Profiling the HeLa S3 transcriptome using randomly primed cDNA and massively parallel short-read sequencing
Ryan D. Morin, Matthew Bainbridge, Anthony Fejes, Martin Hirst, Martin Krzywinski, Trevor J. Pugh, Helen McDonald, Richard Varhol, Steven J.M. Jones, and Marco A. Marra
BioTechniques 45:81-94 (July 2008) doi 10.2144/000112900
Sequence-based methods for transcriptome characterization have typically relied on generation of either serial analysis of gene expression tags or expressed sequence tags. Although such approaches have the potential to enumerate transcripts by counting sequence tags derived from them, they typically do not robustly survey the majority of transcripts along their entire length.
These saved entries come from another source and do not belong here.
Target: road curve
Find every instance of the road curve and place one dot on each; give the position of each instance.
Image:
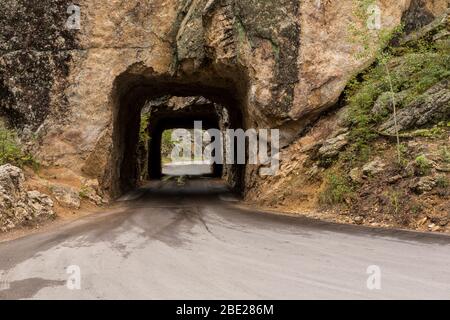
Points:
(169, 241)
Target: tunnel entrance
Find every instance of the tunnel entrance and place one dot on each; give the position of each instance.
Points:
(146, 109)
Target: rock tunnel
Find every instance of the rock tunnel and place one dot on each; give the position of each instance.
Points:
(169, 104)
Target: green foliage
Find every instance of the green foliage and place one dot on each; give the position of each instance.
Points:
(11, 152)
(413, 73)
(167, 145)
(144, 136)
(423, 165)
(338, 189)
(443, 182)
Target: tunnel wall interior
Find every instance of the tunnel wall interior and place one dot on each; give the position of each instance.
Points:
(134, 95)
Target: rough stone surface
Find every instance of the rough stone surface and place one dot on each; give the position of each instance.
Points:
(331, 147)
(66, 196)
(17, 206)
(373, 168)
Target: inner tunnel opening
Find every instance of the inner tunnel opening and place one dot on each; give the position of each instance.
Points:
(147, 114)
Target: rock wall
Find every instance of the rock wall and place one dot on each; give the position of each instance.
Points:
(286, 61)
(17, 206)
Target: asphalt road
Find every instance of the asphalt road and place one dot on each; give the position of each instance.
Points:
(193, 242)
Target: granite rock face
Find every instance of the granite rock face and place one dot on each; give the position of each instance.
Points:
(281, 63)
(17, 206)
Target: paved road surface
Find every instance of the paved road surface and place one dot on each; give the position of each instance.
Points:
(192, 242)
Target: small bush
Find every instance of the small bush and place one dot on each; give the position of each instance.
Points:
(337, 190)
(423, 165)
(443, 182)
(11, 152)
(445, 154)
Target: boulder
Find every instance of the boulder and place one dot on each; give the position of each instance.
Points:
(66, 196)
(373, 168)
(17, 206)
(424, 184)
(333, 146)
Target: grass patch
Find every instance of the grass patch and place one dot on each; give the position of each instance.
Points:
(423, 165)
(11, 152)
(338, 190)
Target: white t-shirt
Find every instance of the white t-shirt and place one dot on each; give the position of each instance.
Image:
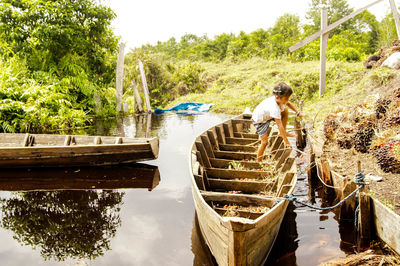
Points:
(266, 110)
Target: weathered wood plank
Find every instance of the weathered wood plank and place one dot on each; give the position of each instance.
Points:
(207, 145)
(203, 154)
(220, 134)
(223, 163)
(241, 199)
(234, 185)
(237, 148)
(241, 141)
(245, 135)
(235, 155)
(232, 174)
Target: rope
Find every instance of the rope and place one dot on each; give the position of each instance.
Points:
(358, 179)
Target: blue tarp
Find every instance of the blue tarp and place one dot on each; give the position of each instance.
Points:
(187, 108)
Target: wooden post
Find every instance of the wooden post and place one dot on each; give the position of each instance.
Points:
(145, 88)
(324, 45)
(148, 125)
(138, 99)
(120, 75)
(395, 16)
(364, 218)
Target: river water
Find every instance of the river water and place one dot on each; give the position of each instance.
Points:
(145, 223)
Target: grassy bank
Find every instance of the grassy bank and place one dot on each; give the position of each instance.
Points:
(232, 86)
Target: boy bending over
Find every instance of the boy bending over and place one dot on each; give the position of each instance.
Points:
(270, 109)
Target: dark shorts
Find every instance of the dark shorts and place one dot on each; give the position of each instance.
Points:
(262, 128)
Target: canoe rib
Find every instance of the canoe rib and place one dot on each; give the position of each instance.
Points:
(230, 183)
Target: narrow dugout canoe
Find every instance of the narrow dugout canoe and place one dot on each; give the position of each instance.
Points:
(125, 176)
(237, 200)
(45, 150)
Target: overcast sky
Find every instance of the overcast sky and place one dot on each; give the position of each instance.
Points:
(149, 21)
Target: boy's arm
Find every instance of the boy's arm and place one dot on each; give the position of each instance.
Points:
(282, 131)
(291, 106)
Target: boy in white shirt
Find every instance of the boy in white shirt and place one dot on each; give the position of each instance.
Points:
(270, 109)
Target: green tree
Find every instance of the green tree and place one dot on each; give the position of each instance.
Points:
(69, 39)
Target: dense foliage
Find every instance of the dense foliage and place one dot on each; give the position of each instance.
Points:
(56, 56)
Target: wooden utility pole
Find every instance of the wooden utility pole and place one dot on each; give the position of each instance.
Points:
(322, 56)
(145, 88)
(138, 100)
(324, 34)
(120, 75)
(396, 17)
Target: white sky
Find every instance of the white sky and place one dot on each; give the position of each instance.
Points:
(149, 21)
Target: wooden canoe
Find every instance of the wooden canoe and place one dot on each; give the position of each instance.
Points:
(45, 150)
(237, 200)
(83, 178)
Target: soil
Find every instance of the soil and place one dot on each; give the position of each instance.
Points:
(344, 162)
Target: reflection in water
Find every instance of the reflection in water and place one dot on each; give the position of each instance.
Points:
(136, 175)
(63, 224)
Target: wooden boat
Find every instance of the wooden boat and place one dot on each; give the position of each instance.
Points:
(44, 150)
(239, 201)
(72, 178)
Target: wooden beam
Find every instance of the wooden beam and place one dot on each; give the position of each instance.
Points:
(145, 88)
(329, 28)
(395, 16)
(120, 76)
(322, 56)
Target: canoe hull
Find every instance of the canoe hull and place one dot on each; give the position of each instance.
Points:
(236, 240)
(82, 154)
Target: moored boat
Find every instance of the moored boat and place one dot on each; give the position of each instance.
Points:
(238, 200)
(46, 150)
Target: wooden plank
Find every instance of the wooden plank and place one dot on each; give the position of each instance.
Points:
(395, 17)
(232, 174)
(241, 141)
(272, 139)
(213, 139)
(276, 144)
(288, 164)
(241, 199)
(237, 147)
(138, 100)
(207, 146)
(145, 88)
(237, 250)
(235, 155)
(203, 153)
(364, 219)
(228, 130)
(223, 163)
(242, 213)
(119, 76)
(220, 134)
(329, 28)
(283, 158)
(323, 47)
(285, 182)
(276, 155)
(235, 185)
(245, 135)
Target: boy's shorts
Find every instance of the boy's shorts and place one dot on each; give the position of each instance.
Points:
(262, 128)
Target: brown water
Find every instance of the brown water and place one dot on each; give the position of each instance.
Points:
(151, 221)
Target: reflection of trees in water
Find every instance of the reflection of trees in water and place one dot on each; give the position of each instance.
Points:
(75, 224)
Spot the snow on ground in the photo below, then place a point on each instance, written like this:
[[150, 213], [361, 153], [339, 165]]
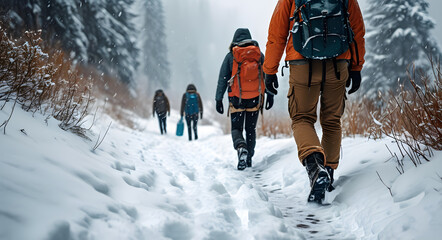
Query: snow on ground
[[142, 185]]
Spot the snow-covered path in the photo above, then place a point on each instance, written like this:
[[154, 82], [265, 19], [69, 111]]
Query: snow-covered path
[[142, 185]]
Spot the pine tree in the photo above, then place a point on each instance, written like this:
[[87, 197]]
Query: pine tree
[[156, 65], [98, 32], [398, 35]]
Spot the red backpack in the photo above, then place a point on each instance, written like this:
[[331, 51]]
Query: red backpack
[[247, 79]]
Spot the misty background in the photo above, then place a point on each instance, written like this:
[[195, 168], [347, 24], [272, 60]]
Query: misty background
[[200, 31]]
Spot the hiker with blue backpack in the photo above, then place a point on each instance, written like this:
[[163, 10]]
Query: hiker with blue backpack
[[325, 47], [192, 107], [241, 73], [161, 107]]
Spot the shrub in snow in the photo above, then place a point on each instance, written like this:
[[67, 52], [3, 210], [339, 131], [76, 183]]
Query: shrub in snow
[[41, 82]]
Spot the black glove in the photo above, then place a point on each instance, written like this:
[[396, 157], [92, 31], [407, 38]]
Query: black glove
[[271, 82], [355, 80], [269, 101], [219, 106]]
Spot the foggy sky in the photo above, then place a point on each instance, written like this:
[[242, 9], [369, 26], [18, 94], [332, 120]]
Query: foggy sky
[[200, 31]]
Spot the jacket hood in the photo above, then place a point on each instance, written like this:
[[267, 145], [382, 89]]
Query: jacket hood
[[241, 34], [190, 88]]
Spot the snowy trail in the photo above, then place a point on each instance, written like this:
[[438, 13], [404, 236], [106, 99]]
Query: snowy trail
[[142, 185]]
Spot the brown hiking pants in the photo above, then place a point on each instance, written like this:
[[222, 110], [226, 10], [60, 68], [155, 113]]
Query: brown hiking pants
[[303, 101]]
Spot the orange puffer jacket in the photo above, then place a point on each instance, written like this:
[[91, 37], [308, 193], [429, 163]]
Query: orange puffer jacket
[[280, 27]]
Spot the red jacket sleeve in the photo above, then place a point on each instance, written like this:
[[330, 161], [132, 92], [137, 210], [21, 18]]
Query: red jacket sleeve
[[278, 34]]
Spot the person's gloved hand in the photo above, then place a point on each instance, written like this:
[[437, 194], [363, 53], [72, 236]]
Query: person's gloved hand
[[355, 80], [219, 107], [269, 101], [271, 82]]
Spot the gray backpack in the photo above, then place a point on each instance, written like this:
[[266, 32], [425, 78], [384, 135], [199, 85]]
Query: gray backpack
[[321, 29]]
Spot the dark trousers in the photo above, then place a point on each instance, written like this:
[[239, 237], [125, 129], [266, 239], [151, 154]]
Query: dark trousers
[[244, 120], [162, 121], [189, 120]]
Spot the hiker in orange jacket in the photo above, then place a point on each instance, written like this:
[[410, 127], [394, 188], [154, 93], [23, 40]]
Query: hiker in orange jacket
[[314, 76]]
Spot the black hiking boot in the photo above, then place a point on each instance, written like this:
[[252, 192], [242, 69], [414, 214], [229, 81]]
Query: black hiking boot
[[318, 175], [242, 157], [330, 173], [249, 162]]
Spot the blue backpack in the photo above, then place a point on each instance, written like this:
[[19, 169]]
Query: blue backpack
[[321, 29], [191, 104]]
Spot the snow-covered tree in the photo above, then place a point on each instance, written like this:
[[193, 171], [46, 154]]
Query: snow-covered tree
[[98, 32], [155, 63], [398, 35]]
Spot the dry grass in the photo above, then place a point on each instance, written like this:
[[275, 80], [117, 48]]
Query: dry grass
[[41, 82], [412, 118], [41, 79]]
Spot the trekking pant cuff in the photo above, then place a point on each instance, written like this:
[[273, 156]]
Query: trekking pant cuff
[[333, 165], [303, 155]]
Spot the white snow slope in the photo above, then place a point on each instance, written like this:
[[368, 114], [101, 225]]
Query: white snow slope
[[142, 185]]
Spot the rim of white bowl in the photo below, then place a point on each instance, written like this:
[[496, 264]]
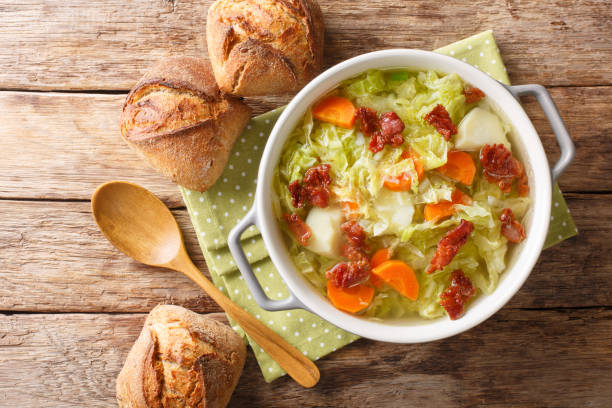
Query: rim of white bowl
[[512, 278]]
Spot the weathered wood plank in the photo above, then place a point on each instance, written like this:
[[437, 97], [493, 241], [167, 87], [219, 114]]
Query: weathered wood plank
[[61, 146], [55, 260], [107, 45], [553, 358]]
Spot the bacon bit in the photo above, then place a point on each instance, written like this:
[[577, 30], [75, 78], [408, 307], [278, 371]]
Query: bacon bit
[[368, 121], [384, 130], [499, 166], [352, 253], [379, 140], [314, 189], [350, 209], [473, 94], [457, 294], [316, 181], [440, 119], [348, 274], [522, 185], [299, 195], [300, 230], [391, 124], [450, 245], [511, 228], [354, 233]]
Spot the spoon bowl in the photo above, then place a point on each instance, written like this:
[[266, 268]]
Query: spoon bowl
[[138, 224]]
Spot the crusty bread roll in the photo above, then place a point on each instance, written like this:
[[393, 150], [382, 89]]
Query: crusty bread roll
[[264, 47], [181, 359], [179, 121]]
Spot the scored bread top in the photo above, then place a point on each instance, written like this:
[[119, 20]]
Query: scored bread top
[[178, 93], [260, 47], [181, 359], [179, 121]]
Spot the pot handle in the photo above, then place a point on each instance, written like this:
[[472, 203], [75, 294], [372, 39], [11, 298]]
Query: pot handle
[[568, 150], [261, 298]]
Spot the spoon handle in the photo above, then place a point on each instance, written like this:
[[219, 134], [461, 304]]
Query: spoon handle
[[299, 367]]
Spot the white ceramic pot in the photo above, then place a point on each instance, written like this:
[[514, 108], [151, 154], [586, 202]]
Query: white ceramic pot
[[520, 260]]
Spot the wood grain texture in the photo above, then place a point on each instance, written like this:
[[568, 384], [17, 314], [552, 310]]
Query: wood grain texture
[[108, 45], [517, 358], [54, 257], [62, 146]]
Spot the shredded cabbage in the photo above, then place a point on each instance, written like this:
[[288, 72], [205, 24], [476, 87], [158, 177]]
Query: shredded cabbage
[[395, 219]]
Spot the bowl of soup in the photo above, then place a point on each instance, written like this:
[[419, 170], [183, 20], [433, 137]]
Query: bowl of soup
[[403, 196]]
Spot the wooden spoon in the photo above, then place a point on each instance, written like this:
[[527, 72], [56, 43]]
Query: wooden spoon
[[138, 224]]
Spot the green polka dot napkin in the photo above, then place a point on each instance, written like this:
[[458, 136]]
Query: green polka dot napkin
[[215, 212]]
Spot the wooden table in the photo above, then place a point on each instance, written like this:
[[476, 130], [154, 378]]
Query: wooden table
[[72, 305]]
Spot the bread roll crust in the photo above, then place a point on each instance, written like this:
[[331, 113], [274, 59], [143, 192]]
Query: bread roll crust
[[181, 359], [263, 47], [181, 124]]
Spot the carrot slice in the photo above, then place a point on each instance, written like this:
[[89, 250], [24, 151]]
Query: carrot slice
[[337, 110], [400, 276], [379, 257], [459, 166], [353, 299], [444, 209], [401, 182]]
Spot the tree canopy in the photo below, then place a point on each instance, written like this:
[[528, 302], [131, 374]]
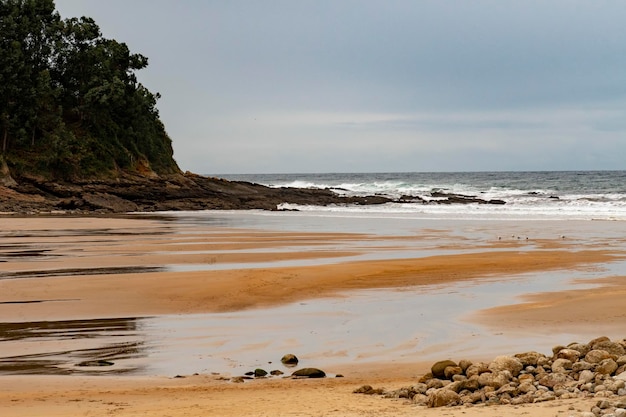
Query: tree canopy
[[70, 102]]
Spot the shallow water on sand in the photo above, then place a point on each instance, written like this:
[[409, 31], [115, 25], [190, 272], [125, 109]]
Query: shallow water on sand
[[416, 324]]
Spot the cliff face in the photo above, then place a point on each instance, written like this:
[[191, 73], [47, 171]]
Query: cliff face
[[131, 192], [71, 105]]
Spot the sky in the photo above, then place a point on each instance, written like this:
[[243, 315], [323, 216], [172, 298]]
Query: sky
[[312, 86]]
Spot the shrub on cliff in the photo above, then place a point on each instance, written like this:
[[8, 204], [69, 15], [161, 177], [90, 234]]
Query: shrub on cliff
[[70, 103]]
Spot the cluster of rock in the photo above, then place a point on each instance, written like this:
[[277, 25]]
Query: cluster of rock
[[580, 370], [132, 193], [289, 360]]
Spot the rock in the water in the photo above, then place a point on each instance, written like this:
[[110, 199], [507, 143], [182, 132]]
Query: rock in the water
[[289, 359], [309, 373]]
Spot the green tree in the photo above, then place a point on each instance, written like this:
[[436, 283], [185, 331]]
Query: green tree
[[70, 101]]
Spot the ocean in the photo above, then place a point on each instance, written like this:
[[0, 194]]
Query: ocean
[[550, 195]]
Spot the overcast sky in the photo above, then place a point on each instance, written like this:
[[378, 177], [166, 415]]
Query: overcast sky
[[379, 86]]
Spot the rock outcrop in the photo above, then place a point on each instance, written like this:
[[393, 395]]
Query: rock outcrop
[[593, 370], [175, 192]]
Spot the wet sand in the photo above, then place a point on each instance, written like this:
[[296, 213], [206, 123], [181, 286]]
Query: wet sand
[[115, 271]]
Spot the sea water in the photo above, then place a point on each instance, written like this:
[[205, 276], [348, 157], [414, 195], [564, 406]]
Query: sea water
[[581, 195]]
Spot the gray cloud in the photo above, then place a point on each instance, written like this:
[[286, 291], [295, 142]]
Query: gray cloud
[[282, 86]]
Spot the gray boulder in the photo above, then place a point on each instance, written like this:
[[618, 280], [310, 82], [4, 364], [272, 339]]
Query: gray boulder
[[309, 373], [506, 363], [443, 397]]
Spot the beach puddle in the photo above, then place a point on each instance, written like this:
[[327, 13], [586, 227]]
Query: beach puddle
[[103, 346], [401, 325], [39, 273]]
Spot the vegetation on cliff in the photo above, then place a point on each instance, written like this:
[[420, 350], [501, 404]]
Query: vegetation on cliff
[[70, 102]]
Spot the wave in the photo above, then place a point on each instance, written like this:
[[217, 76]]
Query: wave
[[536, 195]]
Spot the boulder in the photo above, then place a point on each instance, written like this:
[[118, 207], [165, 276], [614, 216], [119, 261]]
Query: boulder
[[571, 355], [586, 376], [289, 359], [309, 373], [451, 371], [582, 366], [438, 368], [464, 364], [506, 363], [109, 202], [562, 366], [476, 369], [494, 380], [443, 397], [606, 367], [529, 358], [551, 380], [597, 356], [611, 347], [582, 348]]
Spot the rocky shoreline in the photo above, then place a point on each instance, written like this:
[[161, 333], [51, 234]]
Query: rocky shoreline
[[596, 369], [189, 192]]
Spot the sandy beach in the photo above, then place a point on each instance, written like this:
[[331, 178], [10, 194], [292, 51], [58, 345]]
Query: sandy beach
[[60, 269]]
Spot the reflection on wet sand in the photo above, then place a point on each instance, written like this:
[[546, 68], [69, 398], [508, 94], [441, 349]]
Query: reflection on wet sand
[[102, 346], [356, 325]]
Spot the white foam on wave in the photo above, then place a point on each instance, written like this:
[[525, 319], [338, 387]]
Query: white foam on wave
[[473, 211]]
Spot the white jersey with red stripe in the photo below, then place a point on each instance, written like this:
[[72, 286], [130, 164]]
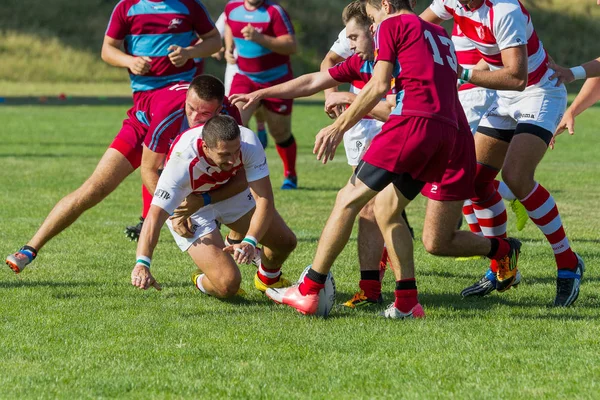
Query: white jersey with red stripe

Here we show that massively parallel sequencing of randomly primed cDNAs, using a next-generation sequencing-by-synthesis technology, offers the potential to generate relative measures of mRNA and individual exon abundance while simultaneously profiling the prevalence of both annotated and novel exons and exon-splicing events. This technique identifies known single nucleotide polymorphisms (SNPs) as well as novel single-base variants. Analysis of these variants, and previously unannotated splicing events in the HeLa S3 cell line, reveals an overrepresentation of gene categories including those previously implicated in cancer.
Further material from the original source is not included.